Chapter 8 Integer Optimizations 179
Software Optimization Guide for AMD64 Processors
25112 Rev. 3.06 September 2005
8.6 Efficient Implementation of Population-Count
Function in 32-Bit Mode
Population count is an operation that determines the number of set bits in a bit string. For example,
this can be used to determine the cardinality of a set. The example code in this section shows how to
efficiently implement a population count operation for 32-bit operands. The example is written for the
inline assembler of Microsoft
®
Visual C.
Function popcount implements a branchless computation of the population count. It is based on a
O(log(n)) algorithm that successively groups the bits into groups of 2, 4, 8, 16, and 32, while
maintaining a count of the set bits in each group. The algorithm consists of the following steps:
1. Partition the integer into groups of two bits. Compute the population count for each 2-bit group
and store the result in the 2-bit group. This calls for the following transformation to be performed
for each 2-bit group:
00b -> 00b
01b -> 01b
10b -> 01b
11b -> 10b
If the original value of a 2-bit group is v, then the new value will be v –(v >> 1). In order to handle
all 2-bit groups simultaneously, it is necessary to mask appropriately to prevent spilling from one
bit group to the next lower bit group. Thus:
w = v - ((v >> 1) & 0x55555555)
2. Add the population count of adjacent 2-bit group and store the sum to the 4-bit group resulting
from merging these adjacent 2-bit groups. To do this simultaneously to all groups, mask out the
odd numbered groups, mask out the even numbered groups, and then add the odd numbered
groups to the even numbered groups:
x = (w & 0x33333333) + ((w >> 2) & 0x33333333)

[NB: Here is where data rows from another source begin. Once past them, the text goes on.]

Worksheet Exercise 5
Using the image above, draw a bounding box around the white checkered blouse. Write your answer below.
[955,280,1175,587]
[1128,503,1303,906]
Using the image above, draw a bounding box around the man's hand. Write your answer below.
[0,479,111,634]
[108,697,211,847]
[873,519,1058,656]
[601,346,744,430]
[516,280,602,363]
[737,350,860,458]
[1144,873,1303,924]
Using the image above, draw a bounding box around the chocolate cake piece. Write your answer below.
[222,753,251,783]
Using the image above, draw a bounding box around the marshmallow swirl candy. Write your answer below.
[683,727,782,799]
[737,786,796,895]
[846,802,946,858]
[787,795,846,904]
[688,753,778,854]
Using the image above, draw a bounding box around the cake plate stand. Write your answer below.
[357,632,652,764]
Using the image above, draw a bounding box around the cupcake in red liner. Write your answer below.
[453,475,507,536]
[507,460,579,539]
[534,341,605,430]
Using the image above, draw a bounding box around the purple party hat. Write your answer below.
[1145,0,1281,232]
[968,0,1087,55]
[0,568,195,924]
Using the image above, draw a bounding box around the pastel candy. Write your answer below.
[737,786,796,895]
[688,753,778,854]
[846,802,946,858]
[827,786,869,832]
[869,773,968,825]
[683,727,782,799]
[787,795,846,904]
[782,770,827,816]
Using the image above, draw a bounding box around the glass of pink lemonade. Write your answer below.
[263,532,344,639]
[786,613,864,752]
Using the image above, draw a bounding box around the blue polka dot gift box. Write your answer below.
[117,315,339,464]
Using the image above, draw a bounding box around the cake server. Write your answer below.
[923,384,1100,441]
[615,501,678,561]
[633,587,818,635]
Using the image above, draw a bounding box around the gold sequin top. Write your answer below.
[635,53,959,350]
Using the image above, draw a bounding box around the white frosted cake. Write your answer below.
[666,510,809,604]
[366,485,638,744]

Each 4-bit field now has one of the following values: 0000b, 0001b, 0010b, 0011b, or 0100b.
3. For the first time, the value in each k-bit field is small enough that adding two k-bit fields results
in a value that still fits in the k-bit field. Thus the following computation is performed:
y = (x + (x >> 4)) & 0x0F0F0F0F
The result is four 8-bit fields whose lower half has the desired sum and whose upper half contains
“junk” that has to be masked out. A symbolic form is as follows:
x = 0aaa0bbb0ccc0ddd0eee0fff0ggg0hhh
x >> 4 = 00000aaa0bbb0ccc0ddd0eee0fff0ggg
sum = 0aaaWWWWiiiiXXXXjjjjYYYYkkkkZZZZ
The WWWW, XXXX, YYYY, and ZZZZ values are the interesting sums with each at most
1000b, or 8 decimal.